Zvamaida Murwira Senior Reporter
Government recently secured a $250 million agricultural mechanisation loan facility from three countries that should ensure food security in the face of frequent droughts caused by climate change.President Mugabe is expected to launch the mechanisation programme soon, which would be driven by the loans from Brazil, India and South Korea for both smallholder and large-scale farmers.
Agriculture, Mechanisation and Irrigation Development Minister Joseph Made said last week that Government secured $90 million from Brazil, $60 million from India Eximbank and about $100 million from South Korea.

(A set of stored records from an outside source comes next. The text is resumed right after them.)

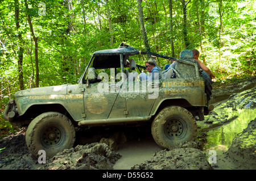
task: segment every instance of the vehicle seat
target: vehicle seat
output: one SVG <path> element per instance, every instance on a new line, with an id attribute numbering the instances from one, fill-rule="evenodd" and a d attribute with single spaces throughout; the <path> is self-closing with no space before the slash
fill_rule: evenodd
<path id="1" fill-rule="evenodd" d="M 138 75 L 138 72 L 135 71 L 137 68 L 136 62 L 134 59 L 131 59 L 130 61 L 130 69 L 134 70 L 129 73 L 129 76 L 127 79 L 127 81 L 134 81 Z"/>
<path id="2" fill-rule="evenodd" d="M 180 52 L 180 58 L 183 60 L 183 62 L 177 62 L 175 66 L 175 70 L 177 71 L 177 78 L 191 78 L 196 77 L 196 69 L 195 66 L 191 64 L 191 62 L 194 63 L 193 65 L 198 66 L 197 70 L 199 70 L 200 67 L 197 61 L 193 59 L 193 54 L 191 50 L 184 50 Z M 186 62 L 188 64 L 186 64 Z M 199 73 L 198 74 L 199 75 Z"/>

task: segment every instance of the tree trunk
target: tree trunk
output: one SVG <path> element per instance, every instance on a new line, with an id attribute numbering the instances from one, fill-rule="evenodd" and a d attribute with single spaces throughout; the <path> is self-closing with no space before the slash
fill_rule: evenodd
<path id="1" fill-rule="evenodd" d="M 73 10 L 72 0 L 68 0 L 68 8 L 69 11 L 71 11 Z M 69 16 L 69 28 L 73 31 L 77 31 L 76 24 L 75 19 L 74 12 L 71 12 Z"/>
<path id="2" fill-rule="evenodd" d="M 189 45 L 189 43 L 188 41 L 188 38 L 187 35 L 187 5 L 188 2 L 185 0 L 181 1 L 182 7 L 183 9 L 183 37 L 184 41 L 185 43 L 185 48 L 187 49 Z"/>
<path id="3" fill-rule="evenodd" d="M 36 87 L 39 87 L 39 68 L 38 66 L 38 37 L 35 36 L 34 32 L 33 26 L 32 25 L 31 19 L 30 18 L 30 15 L 28 13 L 29 11 L 28 6 L 27 5 L 27 0 L 25 0 L 25 6 L 27 11 L 27 21 L 30 25 L 30 32 L 32 34 L 32 37 L 33 37 L 34 41 L 35 42 L 35 64 L 36 67 Z"/>
<path id="4" fill-rule="evenodd" d="M 84 2 L 82 1 L 83 0 L 81 1 L 81 2 L 82 3 L 82 15 L 84 16 L 83 18 L 84 18 L 84 31 L 86 32 L 86 35 L 88 35 L 88 32 L 87 31 L 87 28 L 86 28 L 86 22 L 85 20 L 85 12 L 84 11 Z"/>
<path id="5" fill-rule="evenodd" d="M 172 52 L 172 57 L 174 57 L 174 37 L 173 37 L 173 26 L 172 26 L 172 0 L 169 0 L 169 10 L 170 10 L 170 33 L 171 40 L 171 48 Z"/>
<path id="6" fill-rule="evenodd" d="M 22 40 L 22 36 L 21 32 L 19 31 L 20 28 L 19 25 L 19 3 L 18 0 L 15 0 L 15 19 L 16 22 L 16 28 L 18 31 L 18 42 L 19 50 L 18 51 L 18 69 L 19 71 L 19 89 L 20 90 L 24 90 L 24 83 L 23 83 L 23 45 L 24 43 Z"/>
<path id="7" fill-rule="evenodd" d="M 202 39 L 203 39 L 204 36 L 204 29 L 203 28 L 203 25 L 204 24 L 204 7 L 203 6 L 203 4 L 201 2 L 202 0 L 200 0 L 200 5 L 201 5 L 201 9 L 202 10 L 201 14 L 201 18 L 199 16 L 199 7 L 196 7 L 196 11 L 197 11 L 197 25 L 198 25 L 198 28 L 199 30 L 199 40 L 200 42 L 200 54 L 204 53 L 204 48 L 203 47 L 203 41 Z M 204 57 L 203 59 L 203 62 L 204 65 L 207 65 L 206 61 L 205 61 L 205 58 Z"/>
<path id="8" fill-rule="evenodd" d="M 147 40 L 147 32 L 146 31 L 145 26 L 144 24 L 144 17 L 142 7 L 141 7 L 141 3 L 142 0 L 138 0 L 138 10 L 139 12 L 139 20 L 141 25 L 141 33 L 142 35 L 142 39 L 143 39 L 144 45 L 145 46 L 147 51 L 150 51 L 150 48 Z"/>
<path id="9" fill-rule="evenodd" d="M 107 3 L 107 7 L 108 7 L 108 16 L 109 18 L 109 33 L 110 34 L 110 46 L 112 47 L 114 42 L 114 36 L 113 35 L 112 23 L 111 22 L 110 10 L 109 9 L 109 0 L 106 0 L 106 1 Z"/>
<path id="10" fill-rule="evenodd" d="M 218 12 L 220 13 L 220 30 L 219 30 L 219 61 L 220 62 L 221 62 L 221 33 L 223 32 L 223 27 L 222 27 L 222 1 L 220 1 L 220 4 L 218 6 Z M 220 71 L 222 73 L 222 65 L 221 63 L 221 67 L 220 67 Z"/>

Minister Made said this during a Senate Thematic committee on Peace and Security chaired by Senator Damien Mumvuri which wanted an update on food security.
On the Brazilian facility, Minister Made said $38 million worth of equipment was already in the country and would benefit 64 projects in all the eight rural provinces proportionately.
“It’s (the Brazilian facility) for smallholder farmers,” he said. “It is not going to be given to individuals, but to specific irrigation schemes like Mushandike in Masvingo. There will be eight projects on an equal basis in all the eight rural provinces.
“The projects have already been identified. All the machinery relating to pumps, disc harrows, and others were manufactured according to specifications.”
On the Indian facility, Minister Made said it would be exclusive to A2 model farmers.
“The facility is expected to have $20 million related to equipment and $40 million related to A2 model irrigation,” he said. “You can see the bias that we have on irrigation.”
On the South Korean facility, Minister Made said it was meant to rehabilitate irrigation projects, most of which had gone dysfunctional. The loan will come in tranches of $10 million worth of equipment for A2 farmers.